大家都是国公,几乎都在宜阳坊住着,出门就得遇见了老熟人,卫国公府闹出这么大的动静,总要打听打听。
刚刚出门的刘弘基便遇见了正前往卫国公府的唐俭。
“老唐,你们这是闹哪出啊,怎么一个个的全往卫国公府跑?”刘弘基都是曾爷爷辈的人了,却一把搂住唐俭,就跟自己还是二十来岁的小伙子一般。
为老不尊的家伙,唐俭都不想搭理他,只不过念在多年交情,唐俭倒也没隐瞒,解释了一番。

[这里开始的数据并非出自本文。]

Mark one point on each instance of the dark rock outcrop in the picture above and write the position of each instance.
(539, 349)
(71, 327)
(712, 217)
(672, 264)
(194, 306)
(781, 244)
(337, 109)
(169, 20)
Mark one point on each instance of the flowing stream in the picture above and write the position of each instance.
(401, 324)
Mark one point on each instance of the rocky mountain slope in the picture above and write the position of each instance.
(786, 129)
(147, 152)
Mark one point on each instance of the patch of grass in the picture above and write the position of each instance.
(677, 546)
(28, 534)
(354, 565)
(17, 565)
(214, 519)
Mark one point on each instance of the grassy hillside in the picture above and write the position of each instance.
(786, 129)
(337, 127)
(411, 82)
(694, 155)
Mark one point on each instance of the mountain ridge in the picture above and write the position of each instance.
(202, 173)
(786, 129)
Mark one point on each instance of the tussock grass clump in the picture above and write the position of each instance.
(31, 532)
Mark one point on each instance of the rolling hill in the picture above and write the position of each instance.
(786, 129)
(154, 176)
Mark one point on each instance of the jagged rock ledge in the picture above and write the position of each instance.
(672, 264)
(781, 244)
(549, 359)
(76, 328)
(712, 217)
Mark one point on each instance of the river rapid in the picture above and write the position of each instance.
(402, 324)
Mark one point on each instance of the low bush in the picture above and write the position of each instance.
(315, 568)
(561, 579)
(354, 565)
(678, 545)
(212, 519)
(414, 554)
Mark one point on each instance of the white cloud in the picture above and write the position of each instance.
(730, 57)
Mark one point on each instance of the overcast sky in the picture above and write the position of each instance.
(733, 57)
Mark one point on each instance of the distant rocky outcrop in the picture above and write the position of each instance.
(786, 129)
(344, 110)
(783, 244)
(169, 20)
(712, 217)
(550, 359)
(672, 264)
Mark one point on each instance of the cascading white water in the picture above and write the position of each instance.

“你们这些老家伙不够意思,咱们这些人说不得哪天就入土了,有此聚会,还是陛下的意思,你们竟然不通知老夫。”
唐俭懒得搭理他但是不搭理吧,估计话说个没完,只好笑道:“同去,同去。”
刚走到卫公府的大门前,就见着李德誉和李德奖兄弟激动的喊着叔叔请进。
多少年了,自从父亲闭门不出之后,卫国公府已经有多少年没有如此盛况了?如今宜阳坊中的国公们,甚至国公府上的仆从们又有多少人还记得宜阳坊中还有一门卫国公府?
“不是说国公聚首么,你怎么来了,一个平头百姓够资格登门?有脸面来卫国公府?”刘弘基望着正打算进门的侯君集笑道。
这样的话都说出来了,显然刘弘基与侯君集的关系不怎样,脸上的笑容自然是嘲笑。
在刘弘基身旁的唐俭劝说道:“都是早年的恩怨了,现在了还计较这么多作甚?”
唐俭拉着刘弘基,朝李德誉兄弟歉意的笑了笑,“德誉、德奖,你兄弟二人招呼其他人,老夫与刘弘基进府了。”
同为武将,当然也不全是和和睦睦,早年间争胜斗气的事情可不少,因此成仇的也不是没有,而侯君集的人际关系嘛,从当初为他求情的人之中就能看出来,极差。
若是侯君集还是潞国公,说不定听了刘弘基那句话,立马就能打起来,不过若是侯君集还是国公,或许今日也没他啥事。
侯君集如今身份低了,脾气也好了些,但还是有脾气的,愣是站在门前没动,进门的人之中,他们看不惯他侯君集,他侯君集也不乐意与他们交谈,索性在等等,等到牛进达来了一同进去。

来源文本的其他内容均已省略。